Jip-Hop / jailmaker

Persistent Linux 'jails' on TrueNAS SCALE to install software (k3s, docker, portainer, podman, etc.) with full access to all files via bind mounts thanks to systemd-nspawn!
GNU Lesser General Public License v3.0
518 stars 43 forks source link

AMD GPU passthrough support #109

Closed gardenali closed 2 months ago

gardenali commented 6 months ago

It's great to have intel and nvidia support, but I'm missing the AMD option.

Thank you!

lks-hrsch commented 6 months ago

I am currently also at the point that I need amd gpu support to move my last service to jailmaker. Can someone explain what is needed to enable gpu support or what you have done for intel and nvidia? I am open to implementing and evaluating the feature on my system.

easyfab commented 6 months ago

Does it work if you manually add --bind=/dev/dri ?

e.g : jlmkr create myjail --bind=/dev/dri

jeefberkey commented 6 months ago

The intel gpu setting does just that

Jip-Hop commented 6 months ago

Jailmaker has intel and nvidia GPU support because these drivers are provided by the TrueNAS SCALE host OS. I think adding support for a dedicated AMD GPU in jailmaker is not trivial, if possible at all without modifying the host OS. Since I have no dedicated GPU in my TrueNAS server I can't investigate this. Feel free to investigate though. @lks-hrsch you could have a look at the python code of jlmkr.py to see what the intel and nvidia GPU passthrough options do.
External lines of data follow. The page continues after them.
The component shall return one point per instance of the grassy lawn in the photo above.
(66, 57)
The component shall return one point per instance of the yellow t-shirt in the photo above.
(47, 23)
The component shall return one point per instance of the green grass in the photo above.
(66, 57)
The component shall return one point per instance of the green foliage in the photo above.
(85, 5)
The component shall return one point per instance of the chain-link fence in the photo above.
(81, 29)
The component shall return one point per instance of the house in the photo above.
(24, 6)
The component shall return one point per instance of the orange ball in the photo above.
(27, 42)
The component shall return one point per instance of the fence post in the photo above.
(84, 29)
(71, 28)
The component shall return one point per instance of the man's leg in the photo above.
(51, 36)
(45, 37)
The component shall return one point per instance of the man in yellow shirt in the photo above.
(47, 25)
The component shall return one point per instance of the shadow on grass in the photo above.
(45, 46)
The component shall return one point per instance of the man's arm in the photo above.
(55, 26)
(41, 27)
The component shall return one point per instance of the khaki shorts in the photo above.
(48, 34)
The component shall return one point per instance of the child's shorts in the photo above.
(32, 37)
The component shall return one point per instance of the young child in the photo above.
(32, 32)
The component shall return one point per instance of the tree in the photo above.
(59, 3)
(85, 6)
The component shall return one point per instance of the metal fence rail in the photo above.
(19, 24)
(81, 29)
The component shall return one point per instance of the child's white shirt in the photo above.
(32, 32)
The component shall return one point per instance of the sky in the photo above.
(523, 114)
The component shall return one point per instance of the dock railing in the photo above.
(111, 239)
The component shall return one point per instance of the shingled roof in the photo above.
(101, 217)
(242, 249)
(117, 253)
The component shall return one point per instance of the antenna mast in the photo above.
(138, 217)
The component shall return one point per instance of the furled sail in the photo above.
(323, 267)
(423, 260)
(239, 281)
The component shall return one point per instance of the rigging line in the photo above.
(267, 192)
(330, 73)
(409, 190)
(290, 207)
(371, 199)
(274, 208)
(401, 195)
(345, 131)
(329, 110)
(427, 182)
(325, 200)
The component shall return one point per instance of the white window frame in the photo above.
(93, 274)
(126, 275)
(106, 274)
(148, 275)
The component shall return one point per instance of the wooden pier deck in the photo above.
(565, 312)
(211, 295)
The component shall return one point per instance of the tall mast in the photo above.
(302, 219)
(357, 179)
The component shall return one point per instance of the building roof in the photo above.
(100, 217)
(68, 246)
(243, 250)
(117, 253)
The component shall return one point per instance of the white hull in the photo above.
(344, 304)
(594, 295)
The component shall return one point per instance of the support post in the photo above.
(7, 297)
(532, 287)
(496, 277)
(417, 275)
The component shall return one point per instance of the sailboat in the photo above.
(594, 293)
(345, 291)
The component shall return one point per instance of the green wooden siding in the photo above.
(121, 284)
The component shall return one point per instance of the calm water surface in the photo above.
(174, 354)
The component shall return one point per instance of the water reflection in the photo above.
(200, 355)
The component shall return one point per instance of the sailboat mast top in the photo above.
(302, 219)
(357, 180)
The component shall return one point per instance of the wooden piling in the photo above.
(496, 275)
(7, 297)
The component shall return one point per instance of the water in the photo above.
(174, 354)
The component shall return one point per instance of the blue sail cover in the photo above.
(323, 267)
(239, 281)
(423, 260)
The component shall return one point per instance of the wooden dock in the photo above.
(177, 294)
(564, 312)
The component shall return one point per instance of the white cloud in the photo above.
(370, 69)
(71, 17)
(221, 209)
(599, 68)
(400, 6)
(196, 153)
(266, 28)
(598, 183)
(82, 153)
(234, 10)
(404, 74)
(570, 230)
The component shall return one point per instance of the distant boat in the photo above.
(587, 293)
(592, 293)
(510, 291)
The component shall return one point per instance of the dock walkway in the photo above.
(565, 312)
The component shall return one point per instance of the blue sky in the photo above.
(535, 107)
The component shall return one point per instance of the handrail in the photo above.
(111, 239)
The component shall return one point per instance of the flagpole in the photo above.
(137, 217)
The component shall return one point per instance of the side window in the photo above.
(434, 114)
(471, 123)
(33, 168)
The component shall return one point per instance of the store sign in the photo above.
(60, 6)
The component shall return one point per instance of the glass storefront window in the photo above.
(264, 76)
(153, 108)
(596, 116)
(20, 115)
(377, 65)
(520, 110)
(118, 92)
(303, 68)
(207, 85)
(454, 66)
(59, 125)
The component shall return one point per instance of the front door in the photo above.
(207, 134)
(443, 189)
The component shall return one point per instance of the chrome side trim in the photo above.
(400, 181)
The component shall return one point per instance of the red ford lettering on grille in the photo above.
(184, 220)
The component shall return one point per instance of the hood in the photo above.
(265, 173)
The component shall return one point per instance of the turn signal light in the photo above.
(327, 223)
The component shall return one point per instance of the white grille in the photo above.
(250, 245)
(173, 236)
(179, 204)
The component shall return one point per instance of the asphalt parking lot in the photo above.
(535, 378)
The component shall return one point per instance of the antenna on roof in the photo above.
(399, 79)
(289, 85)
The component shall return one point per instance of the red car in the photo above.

easyfab commented 6 months ago

Isn't AMD support in Truenas Host OS ?

lspci -k | grep amdgpu Kernel driver in use: amdgpu Kernel modules: amdgpu

For info, I tried with 5700G APU, adding --bind=/dev/dri seems to give me access to the igpu in jailmaker. Don't know if it work with dgpu.

edit : to complete

root@myjail:~# vainfo error: can't connect to X server! libva info: VA-API version 1.17.0 libva info: Trying to open /usr/lib/x86_64-linux-gnu/dri/radeonsi_drv_video.so libva info: Found init function __vaDriverInit_1_17 libva info: va_openDriver() returns 0 vainfo: VA-API version: 1.17 (libva 2.12.0) vainfo: Driver version: Mesa Gallium driver 22.3.6 for AMD Radeon Graphics (renoir, LLVM 15.0.6, DRM 3.54, 6.6.16-production+truenas) vainfo: Supported profile and entrypoints VAProfileMPEG2Simple : VAEntrypointVLD VAProfileMPEG2Main : VAEntrypointVLD VAProfileVC1Simple : VAEntrypointVLD VAProfileVC1Main : VAEntrypointVLD VAProfileVC1Advanced : VAEntrypointVLD VAProfileH264ConstrainedBaseline: VAEntrypointVLD VAProfileH264ConstrainedBaseline: VAEntrypointEncSlice VAProfileH264Main : VAEntrypointVLD VAProfileH264Main : VAEntrypointEncSlice VAProfileH264High : VAEntrypointVLD VAProfileH264High : VAEntrypointEncSlice VAProfileHEVCMain : VAEntrypointVLD VAProfileHEVCMain : VAEntrypointEncSlice VAProfileHEVCMain10 : VAEntrypointVLD VAProfileHEVCMain10 : VAEntrypointEncSlice VAProfileJPEGBaseline : VAEntrypointVLD VAProfileVP9Profile0 : VAEntrypointVLD VAProfileVP9Profile2 : VAEntrypointVLD VAProfileNone : VAEntrypointVideoProc

image

Jip-Hop commented 6 months ago

Yes I think there's a difference between AMD iGPU and dGPU but I'd be happy to be proven wrong.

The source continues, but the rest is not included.